フランス2013/オランダ編 Prologue(1)※予告:今シリーズは文章量多めです

2013年4月14日日曜日、午後7時。関空発の深夜便に搭乗するため、少し早めに自宅を出発する。

さて、今回の旅の目的地はオランダである。風車・酪農・チューリップ…という人口に膾炙したナショナルイメージを持ち、江戸時代の鎖国下で唯一国交のあった欧州の国。そして現在もヨーロッパ屈指の裕福な貿易立国であるが、不思議と観光の目的地になるという話はあまり耳にしない。まぁ、他の西欧の観光国と比べれば上述の漠然としたイメージはあるにせよ、誰もがすぐに名前を挙げられるような観光スポットは確かに無いので諒とするのだが、私の場合周囲にアッセンデルフトのようなオランダ文化に親しんでいる人が多く、以前から何時かじっくり巡ってみたいな、と気になっていたのである。

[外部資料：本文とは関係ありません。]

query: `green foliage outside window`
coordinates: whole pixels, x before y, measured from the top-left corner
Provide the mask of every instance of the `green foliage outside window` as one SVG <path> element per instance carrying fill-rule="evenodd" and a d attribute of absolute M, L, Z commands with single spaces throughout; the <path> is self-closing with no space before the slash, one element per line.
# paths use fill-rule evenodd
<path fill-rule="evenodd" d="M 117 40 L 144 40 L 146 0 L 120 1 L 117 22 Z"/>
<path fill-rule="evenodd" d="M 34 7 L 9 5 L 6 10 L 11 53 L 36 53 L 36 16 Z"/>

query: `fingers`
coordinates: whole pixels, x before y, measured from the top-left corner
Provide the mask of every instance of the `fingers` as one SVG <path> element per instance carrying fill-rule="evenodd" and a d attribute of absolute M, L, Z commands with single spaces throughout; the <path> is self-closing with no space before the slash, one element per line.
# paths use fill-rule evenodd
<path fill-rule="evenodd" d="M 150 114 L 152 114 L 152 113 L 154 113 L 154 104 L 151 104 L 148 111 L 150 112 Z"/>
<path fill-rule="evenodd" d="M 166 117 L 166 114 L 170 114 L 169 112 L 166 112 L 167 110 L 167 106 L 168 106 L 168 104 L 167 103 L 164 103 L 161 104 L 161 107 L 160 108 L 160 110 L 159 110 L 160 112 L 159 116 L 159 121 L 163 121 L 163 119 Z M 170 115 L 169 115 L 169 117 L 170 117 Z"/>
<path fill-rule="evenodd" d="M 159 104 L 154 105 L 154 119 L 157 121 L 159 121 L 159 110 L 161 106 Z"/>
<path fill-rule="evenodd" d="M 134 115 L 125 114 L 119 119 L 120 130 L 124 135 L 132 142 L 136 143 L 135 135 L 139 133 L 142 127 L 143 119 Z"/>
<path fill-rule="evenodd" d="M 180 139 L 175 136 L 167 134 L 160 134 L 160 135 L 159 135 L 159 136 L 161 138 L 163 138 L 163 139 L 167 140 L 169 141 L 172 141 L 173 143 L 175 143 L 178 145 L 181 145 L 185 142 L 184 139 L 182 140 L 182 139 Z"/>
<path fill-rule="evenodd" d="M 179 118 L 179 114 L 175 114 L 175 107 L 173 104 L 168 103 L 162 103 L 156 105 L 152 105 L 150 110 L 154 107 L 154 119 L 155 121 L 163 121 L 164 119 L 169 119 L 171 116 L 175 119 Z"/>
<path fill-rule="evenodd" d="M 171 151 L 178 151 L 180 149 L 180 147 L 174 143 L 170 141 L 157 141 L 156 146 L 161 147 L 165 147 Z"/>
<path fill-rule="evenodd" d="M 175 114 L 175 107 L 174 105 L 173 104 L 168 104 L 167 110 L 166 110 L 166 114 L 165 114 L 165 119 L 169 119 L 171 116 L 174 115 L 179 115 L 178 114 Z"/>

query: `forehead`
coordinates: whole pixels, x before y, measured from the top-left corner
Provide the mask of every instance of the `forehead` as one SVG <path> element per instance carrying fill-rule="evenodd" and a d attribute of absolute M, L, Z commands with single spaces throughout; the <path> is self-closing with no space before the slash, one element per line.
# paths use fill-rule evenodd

というわけでオランダ滞在はたっぷり1週間、そして訪蘭に先立ち、5年前の渡欧時に訪れて印象の良かったフランス・パリに3泊し、両国間は国際高速列車「タリス(Thalys)」でつなぐという、現地滞在10日間のプランが組み上がった。今回の宿泊地はたったの二ヶ所、そして長距離列車の利用も一本だけ(※後に二本追加となりました)なので、個人旅行とはいえ事前手配は旅行期間のわりにシンプルな内容である。

さて、いきなりパリの街に立っている場面から話を始めても良いのだが、今まで弊Blogを愛読してくださっている方ならば先刻ご承知のように、出発から帰宅まで徹頭徹尾細大漏らさず、がココのモットー。ということでヨーロッパ大陸に辿り着くまでの出来事を例によってダラダラと書き綴っていく次第である。とうとう30代に突入してしまってからは最初の旅。あくせくしない“大人の旅”が演出できればいいのだが。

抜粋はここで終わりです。